HUD Secretary Proposes Rent Increases For Low-Income Americans
Wednesday, April 25, 2018
Suggested rental reforms also include work requirements
U.S. Department of Housing and Urban Development (HUD) Secretary Ben Carson today proposed raising the rent for low-income families and allowing public housing authorities (PHA) and owners to implement work requirements.
As expected, the so-called “Making Affordable Housing Work Act” seeks to increase the current monthly rent contribution for those in HUD programs from 30 percent to 35 percent.

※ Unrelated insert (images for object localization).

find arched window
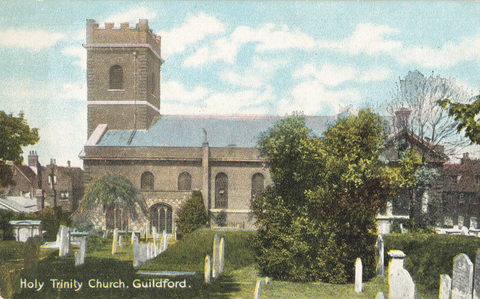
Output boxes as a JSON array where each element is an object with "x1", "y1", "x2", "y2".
[
  {"x1": 178, "y1": 172, "x2": 192, "y2": 190},
  {"x1": 106, "y1": 204, "x2": 128, "y2": 230},
  {"x1": 251, "y1": 173, "x2": 265, "y2": 199},
  {"x1": 215, "y1": 172, "x2": 228, "y2": 209},
  {"x1": 141, "y1": 171, "x2": 154, "y2": 190},
  {"x1": 149, "y1": 203, "x2": 173, "y2": 234},
  {"x1": 109, "y1": 65, "x2": 123, "y2": 89}
]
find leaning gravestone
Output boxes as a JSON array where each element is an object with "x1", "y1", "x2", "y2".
[
  {"x1": 440, "y1": 274, "x2": 452, "y2": 299},
  {"x1": 212, "y1": 233, "x2": 221, "y2": 279},
  {"x1": 205, "y1": 255, "x2": 211, "y2": 284},
  {"x1": 75, "y1": 237, "x2": 87, "y2": 267},
  {"x1": 376, "y1": 235, "x2": 384, "y2": 277},
  {"x1": 452, "y1": 253, "x2": 474, "y2": 299},
  {"x1": 473, "y1": 250, "x2": 480, "y2": 299},
  {"x1": 355, "y1": 258, "x2": 363, "y2": 293},
  {"x1": 219, "y1": 237, "x2": 225, "y2": 276},
  {"x1": 389, "y1": 268, "x2": 416, "y2": 299},
  {"x1": 254, "y1": 279, "x2": 263, "y2": 299}
]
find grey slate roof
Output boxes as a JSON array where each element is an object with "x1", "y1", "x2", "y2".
[{"x1": 97, "y1": 115, "x2": 335, "y2": 148}]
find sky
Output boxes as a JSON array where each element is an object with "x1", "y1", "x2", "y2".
[{"x1": 0, "y1": 1, "x2": 479, "y2": 168}]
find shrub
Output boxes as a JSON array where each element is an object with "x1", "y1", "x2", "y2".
[
  {"x1": 23, "y1": 237, "x2": 40, "y2": 270},
  {"x1": 0, "y1": 210, "x2": 14, "y2": 240},
  {"x1": 176, "y1": 191, "x2": 209, "y2": 239},
  {"x1": 384, "y1": 233, "x2": 480, "y2": 290}
]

It would also triple the rent paid by the lowest-income families, which is currently capped at $50. That change would impact about 175,000 families, according to HUD.
The agency is also looking to eliminate deductions for medical and child care, which are presently considered when setting tenant rents.
PHAs and owners would have the ability under the proposal to impose work requirements – something just 15 authorities in a dozen states are already doing, HUD has indicated. They would also be given greater flexibilities regarding rent payments and calculations.
While older adults and persons with disabilities are entirely exempt from work requirements in the administration’s plan, they’d only be safe from proposed rent increases for six years.
Secretary Carson unveiled the much-anticipated details of the proposal ahead of a House Financial Services Subcommittee hearing were members examined Rep. Dennis Ross’s (R-FL) Promoting Resident Opportunity through Rent Reform Act, which includes similar provisions. Both proposals require full Congressional approval.